Editor’s Note: This article is part of the Vittoria How-To Series and is courtesy Vittoria.
Whether it’s showing off in the neighborhood or popping your front wheel off the ground to negotiate a big drop, the art of the wheelie is a great skill to add to your mountain biking arsenal. It’s also one of the toughest, most time-consuming skills to master. Even some top pro racers can’t ride a proper wheelie.
In this episode of the Vittoria How-To Series, we turn to Lindsey Voreis of the LIV Ladies AllRide Mountain Bike Skills Clinics.
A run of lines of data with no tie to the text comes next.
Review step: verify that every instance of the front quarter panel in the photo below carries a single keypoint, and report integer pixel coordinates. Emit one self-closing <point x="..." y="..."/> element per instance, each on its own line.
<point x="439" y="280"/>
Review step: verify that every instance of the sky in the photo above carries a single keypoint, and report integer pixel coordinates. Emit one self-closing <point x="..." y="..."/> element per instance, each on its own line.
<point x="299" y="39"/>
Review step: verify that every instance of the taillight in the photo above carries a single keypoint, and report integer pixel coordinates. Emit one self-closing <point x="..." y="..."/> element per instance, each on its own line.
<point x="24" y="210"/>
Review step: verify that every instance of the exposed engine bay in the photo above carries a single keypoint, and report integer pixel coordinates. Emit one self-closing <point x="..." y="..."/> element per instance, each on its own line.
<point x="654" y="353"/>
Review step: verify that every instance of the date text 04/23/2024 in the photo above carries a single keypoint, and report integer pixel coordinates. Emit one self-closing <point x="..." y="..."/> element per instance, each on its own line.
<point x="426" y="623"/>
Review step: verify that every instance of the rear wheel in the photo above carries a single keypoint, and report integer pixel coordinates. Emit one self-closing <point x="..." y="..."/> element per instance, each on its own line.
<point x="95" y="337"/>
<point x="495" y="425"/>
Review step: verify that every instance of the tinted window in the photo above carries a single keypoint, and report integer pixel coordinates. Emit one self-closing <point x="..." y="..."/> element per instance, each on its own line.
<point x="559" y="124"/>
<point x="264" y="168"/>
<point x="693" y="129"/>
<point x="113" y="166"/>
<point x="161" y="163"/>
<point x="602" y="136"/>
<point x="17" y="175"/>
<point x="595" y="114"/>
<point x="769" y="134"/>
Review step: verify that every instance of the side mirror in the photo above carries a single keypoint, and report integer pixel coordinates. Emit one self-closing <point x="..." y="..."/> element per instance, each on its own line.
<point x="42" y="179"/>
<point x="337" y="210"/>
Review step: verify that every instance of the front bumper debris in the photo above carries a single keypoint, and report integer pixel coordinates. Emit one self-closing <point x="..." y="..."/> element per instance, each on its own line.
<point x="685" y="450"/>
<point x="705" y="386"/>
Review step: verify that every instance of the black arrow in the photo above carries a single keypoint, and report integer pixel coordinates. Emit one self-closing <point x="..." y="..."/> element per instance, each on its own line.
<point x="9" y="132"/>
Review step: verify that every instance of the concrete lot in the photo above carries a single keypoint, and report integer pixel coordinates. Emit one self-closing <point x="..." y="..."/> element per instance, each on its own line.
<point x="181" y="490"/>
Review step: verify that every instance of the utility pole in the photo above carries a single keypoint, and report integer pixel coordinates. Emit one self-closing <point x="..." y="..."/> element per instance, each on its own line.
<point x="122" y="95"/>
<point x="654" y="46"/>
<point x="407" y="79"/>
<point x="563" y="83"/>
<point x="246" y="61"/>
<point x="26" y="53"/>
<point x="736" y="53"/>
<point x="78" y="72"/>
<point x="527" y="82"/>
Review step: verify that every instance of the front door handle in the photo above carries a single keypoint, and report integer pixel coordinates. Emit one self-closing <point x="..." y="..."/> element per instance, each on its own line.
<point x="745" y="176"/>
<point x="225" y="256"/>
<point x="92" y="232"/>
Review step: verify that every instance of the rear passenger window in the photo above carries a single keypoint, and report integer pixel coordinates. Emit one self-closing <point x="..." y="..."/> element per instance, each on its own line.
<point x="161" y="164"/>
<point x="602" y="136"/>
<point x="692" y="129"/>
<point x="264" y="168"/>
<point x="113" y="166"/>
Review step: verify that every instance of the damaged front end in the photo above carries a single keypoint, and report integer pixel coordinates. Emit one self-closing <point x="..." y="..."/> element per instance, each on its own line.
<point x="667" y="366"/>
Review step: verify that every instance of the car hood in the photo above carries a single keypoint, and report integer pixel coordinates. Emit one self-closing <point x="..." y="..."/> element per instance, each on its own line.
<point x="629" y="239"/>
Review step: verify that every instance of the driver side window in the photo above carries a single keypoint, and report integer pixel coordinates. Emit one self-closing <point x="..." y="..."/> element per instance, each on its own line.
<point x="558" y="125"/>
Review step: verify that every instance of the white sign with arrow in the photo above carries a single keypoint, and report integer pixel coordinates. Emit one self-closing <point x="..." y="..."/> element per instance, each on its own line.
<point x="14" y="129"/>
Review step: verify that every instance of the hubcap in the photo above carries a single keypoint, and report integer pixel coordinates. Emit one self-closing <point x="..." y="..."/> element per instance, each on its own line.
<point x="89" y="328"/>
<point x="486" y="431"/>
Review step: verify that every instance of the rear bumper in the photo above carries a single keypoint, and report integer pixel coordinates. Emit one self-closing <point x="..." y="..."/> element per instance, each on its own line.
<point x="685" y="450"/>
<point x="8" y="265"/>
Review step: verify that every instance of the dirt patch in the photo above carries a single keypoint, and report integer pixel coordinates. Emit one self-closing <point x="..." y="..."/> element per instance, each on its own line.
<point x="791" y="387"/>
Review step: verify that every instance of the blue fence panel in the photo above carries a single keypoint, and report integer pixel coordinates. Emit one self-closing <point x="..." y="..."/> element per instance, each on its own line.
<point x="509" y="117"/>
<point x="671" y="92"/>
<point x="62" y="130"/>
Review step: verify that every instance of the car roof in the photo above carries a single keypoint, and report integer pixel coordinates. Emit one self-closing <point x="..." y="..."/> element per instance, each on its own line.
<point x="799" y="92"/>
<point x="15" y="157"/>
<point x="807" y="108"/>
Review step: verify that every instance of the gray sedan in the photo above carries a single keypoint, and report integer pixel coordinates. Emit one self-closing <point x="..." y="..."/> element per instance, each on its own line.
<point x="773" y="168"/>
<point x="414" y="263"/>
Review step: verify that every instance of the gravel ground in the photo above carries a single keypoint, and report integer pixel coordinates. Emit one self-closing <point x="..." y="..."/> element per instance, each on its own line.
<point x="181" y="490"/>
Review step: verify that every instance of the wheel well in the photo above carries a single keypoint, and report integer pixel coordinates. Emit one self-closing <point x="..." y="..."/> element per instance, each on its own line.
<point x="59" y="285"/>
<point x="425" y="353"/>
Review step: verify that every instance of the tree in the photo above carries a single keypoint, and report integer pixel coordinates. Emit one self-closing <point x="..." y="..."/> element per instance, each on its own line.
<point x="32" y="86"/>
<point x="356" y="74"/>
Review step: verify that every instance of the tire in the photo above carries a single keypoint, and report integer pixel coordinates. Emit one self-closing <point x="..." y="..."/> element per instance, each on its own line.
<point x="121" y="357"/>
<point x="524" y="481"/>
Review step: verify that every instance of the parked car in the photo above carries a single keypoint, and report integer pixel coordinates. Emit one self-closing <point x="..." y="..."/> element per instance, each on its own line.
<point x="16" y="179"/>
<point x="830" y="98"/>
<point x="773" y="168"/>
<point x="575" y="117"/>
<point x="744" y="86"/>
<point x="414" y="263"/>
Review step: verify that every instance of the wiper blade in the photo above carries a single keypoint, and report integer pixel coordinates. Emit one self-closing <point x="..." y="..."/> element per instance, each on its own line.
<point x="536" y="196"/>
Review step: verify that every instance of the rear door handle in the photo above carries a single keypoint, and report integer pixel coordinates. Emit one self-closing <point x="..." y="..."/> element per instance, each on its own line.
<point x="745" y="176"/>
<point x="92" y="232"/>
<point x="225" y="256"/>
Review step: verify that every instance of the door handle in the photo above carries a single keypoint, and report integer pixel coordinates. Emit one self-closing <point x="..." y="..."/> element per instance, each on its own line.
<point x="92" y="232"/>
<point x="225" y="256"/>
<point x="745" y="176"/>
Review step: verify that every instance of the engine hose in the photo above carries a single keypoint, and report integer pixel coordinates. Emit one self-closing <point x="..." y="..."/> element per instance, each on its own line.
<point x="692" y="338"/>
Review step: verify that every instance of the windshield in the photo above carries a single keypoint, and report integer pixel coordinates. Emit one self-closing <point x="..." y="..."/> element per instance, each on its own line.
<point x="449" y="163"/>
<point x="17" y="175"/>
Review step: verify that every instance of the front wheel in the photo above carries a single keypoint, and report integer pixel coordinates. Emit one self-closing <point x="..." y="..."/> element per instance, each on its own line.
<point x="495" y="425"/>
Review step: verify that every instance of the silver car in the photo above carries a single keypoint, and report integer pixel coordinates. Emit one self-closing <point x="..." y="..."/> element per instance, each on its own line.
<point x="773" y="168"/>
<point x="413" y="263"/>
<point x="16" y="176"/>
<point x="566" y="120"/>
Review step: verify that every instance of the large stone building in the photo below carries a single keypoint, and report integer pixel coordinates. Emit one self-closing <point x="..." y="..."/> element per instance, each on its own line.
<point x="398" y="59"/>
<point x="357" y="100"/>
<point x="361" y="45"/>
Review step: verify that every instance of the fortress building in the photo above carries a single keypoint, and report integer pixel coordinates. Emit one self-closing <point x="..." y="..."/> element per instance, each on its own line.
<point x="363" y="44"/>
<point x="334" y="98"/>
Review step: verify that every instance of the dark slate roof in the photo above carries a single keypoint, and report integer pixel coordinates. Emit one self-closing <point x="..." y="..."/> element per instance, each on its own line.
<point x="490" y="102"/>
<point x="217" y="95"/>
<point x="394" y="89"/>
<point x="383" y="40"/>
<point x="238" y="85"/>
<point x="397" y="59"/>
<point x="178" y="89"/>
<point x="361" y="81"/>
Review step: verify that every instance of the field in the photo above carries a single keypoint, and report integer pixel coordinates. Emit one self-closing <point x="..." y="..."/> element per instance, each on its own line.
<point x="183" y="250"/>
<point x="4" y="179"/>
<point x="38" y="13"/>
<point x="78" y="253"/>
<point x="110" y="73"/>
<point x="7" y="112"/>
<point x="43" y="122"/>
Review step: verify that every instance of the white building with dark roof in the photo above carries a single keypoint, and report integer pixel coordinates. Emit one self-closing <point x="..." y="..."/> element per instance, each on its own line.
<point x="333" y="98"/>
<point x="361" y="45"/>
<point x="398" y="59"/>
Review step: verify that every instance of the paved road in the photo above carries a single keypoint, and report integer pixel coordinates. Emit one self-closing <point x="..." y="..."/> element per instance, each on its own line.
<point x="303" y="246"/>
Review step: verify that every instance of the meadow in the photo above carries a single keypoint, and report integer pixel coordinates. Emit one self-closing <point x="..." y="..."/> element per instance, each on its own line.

Along with co-instructors Meredith and Summer, she will help get you started on the way to the perfect wheelie.
Here’s a recap of what you just saw, plus a few more pointers.
- Get in a climbing position with saddle up. Shift your chain to an easy gear
- Sit on your saddle with arms extended straight
- Lower your upper body, positioning your weight over your handlebar
- Rotate your cranks so your pedals are in the 12 and 6 position
- In one fluid motion push forward on your pedal and pull up on your front wheel
- Lean back while continuing to pedal
- Feather your brakes, which helps control speed and will stop you from falling backwards
- Engage the rear brake if leaning too far back. Pedal if the front wheel starts to fall
- If you do rotate too far back, grab your rear brake and you will drop forward
- If it’s too late to grab the rear brake jump off the back of the bike, trying to land on both feet
- Let the front wheel drop to come out of your wheelie
When starting out, it’s best to use flat pedals so you can get off the bike more quickly. It also helps to practice on a slight uphill, and to master the art of the dismount by practicing jumping off the back a few times. Finally, remember that all these subtle movements happen in unison, which is why this can be such a difficult skill to master. Be patient and practice, practice, practice.